Today's fintechs are putting its strength in automatically collecting and analyzing data without the user entering a transaction. This level of analysis may be useful to understand roughly how much your total income and expenses are, and how much you spend in each category.
There are two reasons why whooing doesn't support automatic typing.
One is the real difficulty of collecting. There are still administrative/economic barriers to collecting banknote transaction data in Korea. Fintech companies are also faced with obstacles to collection from time to time and are changing to workforce to solve them. This problem is showing signs of gradually being solved, and if direct collection is not possible, it will be possible to solve it by supplementing with methods such as indirect collection.

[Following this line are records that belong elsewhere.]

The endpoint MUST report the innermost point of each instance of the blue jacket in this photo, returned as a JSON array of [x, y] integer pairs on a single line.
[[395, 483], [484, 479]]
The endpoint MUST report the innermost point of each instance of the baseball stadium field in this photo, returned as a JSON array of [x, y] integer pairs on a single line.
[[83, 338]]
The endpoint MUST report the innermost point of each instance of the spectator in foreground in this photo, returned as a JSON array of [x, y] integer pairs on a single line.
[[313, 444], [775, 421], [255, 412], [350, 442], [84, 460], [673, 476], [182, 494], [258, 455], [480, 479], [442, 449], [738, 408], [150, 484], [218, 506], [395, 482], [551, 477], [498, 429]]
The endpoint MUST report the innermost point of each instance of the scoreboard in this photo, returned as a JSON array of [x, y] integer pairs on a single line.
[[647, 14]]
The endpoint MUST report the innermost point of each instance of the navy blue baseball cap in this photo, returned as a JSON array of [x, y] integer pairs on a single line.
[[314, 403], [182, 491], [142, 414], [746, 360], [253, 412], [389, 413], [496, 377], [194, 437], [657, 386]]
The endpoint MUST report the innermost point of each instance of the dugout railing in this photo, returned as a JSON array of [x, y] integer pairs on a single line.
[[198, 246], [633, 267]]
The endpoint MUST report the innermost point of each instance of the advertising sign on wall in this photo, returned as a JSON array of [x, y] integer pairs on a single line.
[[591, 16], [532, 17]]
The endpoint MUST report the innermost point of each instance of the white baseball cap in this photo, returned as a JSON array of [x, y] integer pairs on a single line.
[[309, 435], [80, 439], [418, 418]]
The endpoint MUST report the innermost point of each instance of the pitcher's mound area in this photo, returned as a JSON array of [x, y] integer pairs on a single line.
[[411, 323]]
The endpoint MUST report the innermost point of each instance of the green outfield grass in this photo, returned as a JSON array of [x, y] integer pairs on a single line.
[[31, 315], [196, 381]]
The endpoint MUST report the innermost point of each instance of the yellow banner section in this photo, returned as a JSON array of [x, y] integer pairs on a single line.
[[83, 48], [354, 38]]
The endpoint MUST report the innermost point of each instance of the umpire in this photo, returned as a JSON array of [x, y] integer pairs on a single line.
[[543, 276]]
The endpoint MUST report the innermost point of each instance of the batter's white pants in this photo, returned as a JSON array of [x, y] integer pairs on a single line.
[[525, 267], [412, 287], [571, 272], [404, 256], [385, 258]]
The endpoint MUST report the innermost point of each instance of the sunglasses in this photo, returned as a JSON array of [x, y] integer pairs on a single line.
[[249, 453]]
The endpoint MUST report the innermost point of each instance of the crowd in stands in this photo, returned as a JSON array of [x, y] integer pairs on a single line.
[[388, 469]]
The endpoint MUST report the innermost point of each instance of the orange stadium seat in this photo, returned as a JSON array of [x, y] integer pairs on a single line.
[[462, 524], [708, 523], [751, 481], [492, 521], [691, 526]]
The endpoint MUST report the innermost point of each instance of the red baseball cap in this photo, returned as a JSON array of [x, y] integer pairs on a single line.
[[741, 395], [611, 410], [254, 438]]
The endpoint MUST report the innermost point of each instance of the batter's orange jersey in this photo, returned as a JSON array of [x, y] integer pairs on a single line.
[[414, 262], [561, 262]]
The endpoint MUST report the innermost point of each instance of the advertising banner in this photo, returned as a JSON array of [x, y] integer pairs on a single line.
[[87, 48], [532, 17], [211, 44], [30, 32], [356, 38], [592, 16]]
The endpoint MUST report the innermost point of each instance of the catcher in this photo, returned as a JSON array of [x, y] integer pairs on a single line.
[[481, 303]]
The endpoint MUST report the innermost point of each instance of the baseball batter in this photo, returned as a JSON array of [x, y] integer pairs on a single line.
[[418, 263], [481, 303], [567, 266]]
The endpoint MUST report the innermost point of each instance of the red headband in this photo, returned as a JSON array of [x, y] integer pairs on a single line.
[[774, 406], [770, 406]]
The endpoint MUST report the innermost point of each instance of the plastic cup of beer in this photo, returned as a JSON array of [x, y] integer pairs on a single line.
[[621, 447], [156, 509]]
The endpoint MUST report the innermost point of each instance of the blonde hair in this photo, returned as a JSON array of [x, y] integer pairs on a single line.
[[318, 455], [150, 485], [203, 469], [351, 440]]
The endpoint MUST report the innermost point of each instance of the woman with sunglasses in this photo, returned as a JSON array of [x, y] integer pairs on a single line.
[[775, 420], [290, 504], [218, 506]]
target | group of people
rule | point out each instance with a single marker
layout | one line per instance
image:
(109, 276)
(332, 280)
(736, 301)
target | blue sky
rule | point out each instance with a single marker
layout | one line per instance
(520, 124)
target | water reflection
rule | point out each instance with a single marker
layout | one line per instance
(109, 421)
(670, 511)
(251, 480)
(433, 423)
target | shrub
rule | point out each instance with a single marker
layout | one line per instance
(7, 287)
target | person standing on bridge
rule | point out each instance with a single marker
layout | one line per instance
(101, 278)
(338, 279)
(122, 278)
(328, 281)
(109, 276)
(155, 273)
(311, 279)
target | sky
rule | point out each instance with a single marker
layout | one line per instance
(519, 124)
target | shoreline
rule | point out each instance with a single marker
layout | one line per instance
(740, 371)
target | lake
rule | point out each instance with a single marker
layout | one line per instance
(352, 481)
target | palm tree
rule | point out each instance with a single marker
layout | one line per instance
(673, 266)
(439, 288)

The second is the difficulty in classifying the collected data. Currently, automatic apps are classified based on affiliate information. It is the same method as a credit card company For example, if the place where the card payment was made is a coffee shop operator, it is classified as food expenses. However, whooing is useful because it is not simply classified based on business information. This is because, in the case of coffee, it is useful information to classify whether you drank coffee with a book for cultural life or whether you drank coffee for company work. And these still lack information that can be estimated outside of the user himself. Payment information is being collected more and more, starting with PayApp and Fintech apps, but even if all the information is collected, it is judged that classification by this purpose is not easy.